Leasing costs fell 0.4% led by declines in Central and Wanchai/Causeway Bay.
Territory-wide average office rents fell for the first time in five years by 0.4% QoQ, with leasing costs in prime Central and Wanchai/Causeway Bay extending their 1.2% QoQ drop in Q1 to 2% QoQ in Q2, a report by Cushman & Wakefield revealed.
Rents in Greater Central and Kowloon East also dipped by 0.7% and 0.4% QoQ, respectively. Growth in the other submarkets was led by Hong Kong East, which was up 1.4% QoQ, but the territory-wide average rent still edged down.
According to John Siu, Cushman & Wakefield’s managing director for Hong Kong, Hong Kong East has the tightest availability (3.9% when excluding the recent new completion) and quality office space that is supporting rental growth there.

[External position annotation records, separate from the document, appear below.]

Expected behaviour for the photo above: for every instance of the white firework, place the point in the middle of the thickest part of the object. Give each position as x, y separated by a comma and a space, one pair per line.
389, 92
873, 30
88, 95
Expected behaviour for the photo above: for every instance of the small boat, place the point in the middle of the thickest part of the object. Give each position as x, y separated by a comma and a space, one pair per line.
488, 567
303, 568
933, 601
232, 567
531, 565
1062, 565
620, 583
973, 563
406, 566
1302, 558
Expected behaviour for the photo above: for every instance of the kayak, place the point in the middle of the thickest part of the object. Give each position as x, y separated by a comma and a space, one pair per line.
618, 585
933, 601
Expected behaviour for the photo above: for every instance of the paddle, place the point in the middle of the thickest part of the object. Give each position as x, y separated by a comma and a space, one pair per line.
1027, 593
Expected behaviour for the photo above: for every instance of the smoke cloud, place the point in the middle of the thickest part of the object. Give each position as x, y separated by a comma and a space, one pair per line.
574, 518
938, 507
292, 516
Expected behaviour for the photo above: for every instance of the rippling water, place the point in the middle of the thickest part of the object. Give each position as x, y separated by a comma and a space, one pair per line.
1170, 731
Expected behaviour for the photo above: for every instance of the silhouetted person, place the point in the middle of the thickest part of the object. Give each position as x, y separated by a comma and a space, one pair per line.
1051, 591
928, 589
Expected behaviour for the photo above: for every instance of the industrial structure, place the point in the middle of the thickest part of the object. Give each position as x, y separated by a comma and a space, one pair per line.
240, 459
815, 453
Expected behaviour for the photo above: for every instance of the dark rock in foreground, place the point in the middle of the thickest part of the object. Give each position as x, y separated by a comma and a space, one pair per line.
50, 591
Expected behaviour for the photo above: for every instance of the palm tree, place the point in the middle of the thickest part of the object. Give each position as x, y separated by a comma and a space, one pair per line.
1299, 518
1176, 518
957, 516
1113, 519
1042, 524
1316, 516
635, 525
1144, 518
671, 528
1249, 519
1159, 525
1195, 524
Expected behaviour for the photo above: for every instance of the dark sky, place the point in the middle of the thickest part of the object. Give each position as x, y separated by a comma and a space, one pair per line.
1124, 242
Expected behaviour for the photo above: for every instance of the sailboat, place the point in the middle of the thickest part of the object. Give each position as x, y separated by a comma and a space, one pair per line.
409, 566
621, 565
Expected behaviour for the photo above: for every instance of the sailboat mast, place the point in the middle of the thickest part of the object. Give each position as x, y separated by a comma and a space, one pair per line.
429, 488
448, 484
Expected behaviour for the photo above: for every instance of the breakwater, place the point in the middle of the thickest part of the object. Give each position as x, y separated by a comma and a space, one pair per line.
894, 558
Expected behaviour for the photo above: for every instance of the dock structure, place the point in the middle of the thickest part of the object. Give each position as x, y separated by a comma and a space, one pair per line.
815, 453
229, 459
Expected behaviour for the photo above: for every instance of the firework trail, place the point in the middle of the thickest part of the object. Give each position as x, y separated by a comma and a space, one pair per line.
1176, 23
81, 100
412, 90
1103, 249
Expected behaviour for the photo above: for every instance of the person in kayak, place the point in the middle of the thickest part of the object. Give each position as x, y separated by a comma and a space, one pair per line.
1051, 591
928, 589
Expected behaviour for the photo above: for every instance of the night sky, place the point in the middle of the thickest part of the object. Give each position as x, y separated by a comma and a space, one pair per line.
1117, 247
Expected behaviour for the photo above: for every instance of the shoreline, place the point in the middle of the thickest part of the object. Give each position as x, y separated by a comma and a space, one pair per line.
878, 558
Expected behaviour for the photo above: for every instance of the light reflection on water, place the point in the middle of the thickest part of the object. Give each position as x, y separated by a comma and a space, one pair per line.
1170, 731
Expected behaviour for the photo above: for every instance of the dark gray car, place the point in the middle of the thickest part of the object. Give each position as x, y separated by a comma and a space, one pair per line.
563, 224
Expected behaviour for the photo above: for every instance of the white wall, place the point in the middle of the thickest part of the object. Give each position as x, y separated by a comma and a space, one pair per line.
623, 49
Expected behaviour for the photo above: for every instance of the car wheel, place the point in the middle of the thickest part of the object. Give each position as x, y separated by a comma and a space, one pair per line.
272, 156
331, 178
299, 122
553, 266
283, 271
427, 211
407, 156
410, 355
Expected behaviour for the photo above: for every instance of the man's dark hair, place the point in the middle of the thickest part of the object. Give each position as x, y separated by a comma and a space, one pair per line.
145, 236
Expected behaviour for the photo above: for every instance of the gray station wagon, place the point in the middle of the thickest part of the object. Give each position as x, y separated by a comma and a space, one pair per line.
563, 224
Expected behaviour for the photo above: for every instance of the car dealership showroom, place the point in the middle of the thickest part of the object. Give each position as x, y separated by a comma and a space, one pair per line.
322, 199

“In Greater Central and Wanchai/Causeway Bay, although availability went up by at least 1 pp from their respective Q1 figures, it is still considered to be at a sustainable level (below 10%),” he said. “The fact that 2020 will see no new supply in any submarket will lend support to Central's rentals, however the outlook for H2 2019 is clouded by economic and geopolitical uncertainties, as occupiers await a clearer picture before expansion plans can be resumed."
Amidst the drop in rents, overall absorption rebounded from the negative territory in Q1 to 498,134 sqft in Q2, the report added.
The rebound in net absorption in the overall Grade A office market was largely due to the conversion of strong pre-leasing over the past couple of years in new completions totalling 410,700 sqft in Hong Kong East and Kowloon East.
On the other hand, weakened occupier demand, plus some cases of multinational corporation (MNC) decentralisation and downsizing, have led to a negative absorption in Greater Central (-182,352 sqft) and in Wanchai/Causeway Bay (-90,795 sqft).
"Weakened demand from mainland firms in core areas, plus MNCs becoming more cost-conscious as trade tensions remain unresolved, have led to a steady decline in overall absorption over the past year, from 1.05 million sqft in H1 2018, to 868,100 sqft in H2 2018, and to 479,325 sqft in H1 2019,” Siu highlighted.
Meanwhile, the record-high growth of 14.9% in visitor arrivals, which is said to be the most significant increase in nine years, did not lead to corresponding growth in retail sales. Most of the core retail rents recorded smaller quarterly growth than that in Q1, and Central rents continued to drop, Cushman & Wakefield, noted.
Retail sales fell for four consecutive months, led by a drop in jewelry & watches at -4.4% YoY.
Also read: Retail sales down 1.3% to $40b in May
As a result of reduced spending, rental growth in core districts such as Tsim Sha Tsui and Mongkok recorded a smaller quarterly rental growth than that in Q1 at 0.7% QoQ and 1% QoQ, respectively. Causeway Bay rents were up 0.7% QoQ, and Central experienced a further drop of 3% QoQ, which was almost double that of Q1.
In terms of vacancy, Central edged up to 8.6% from 7.1% in Q1, whilst the other core districts stayed the same.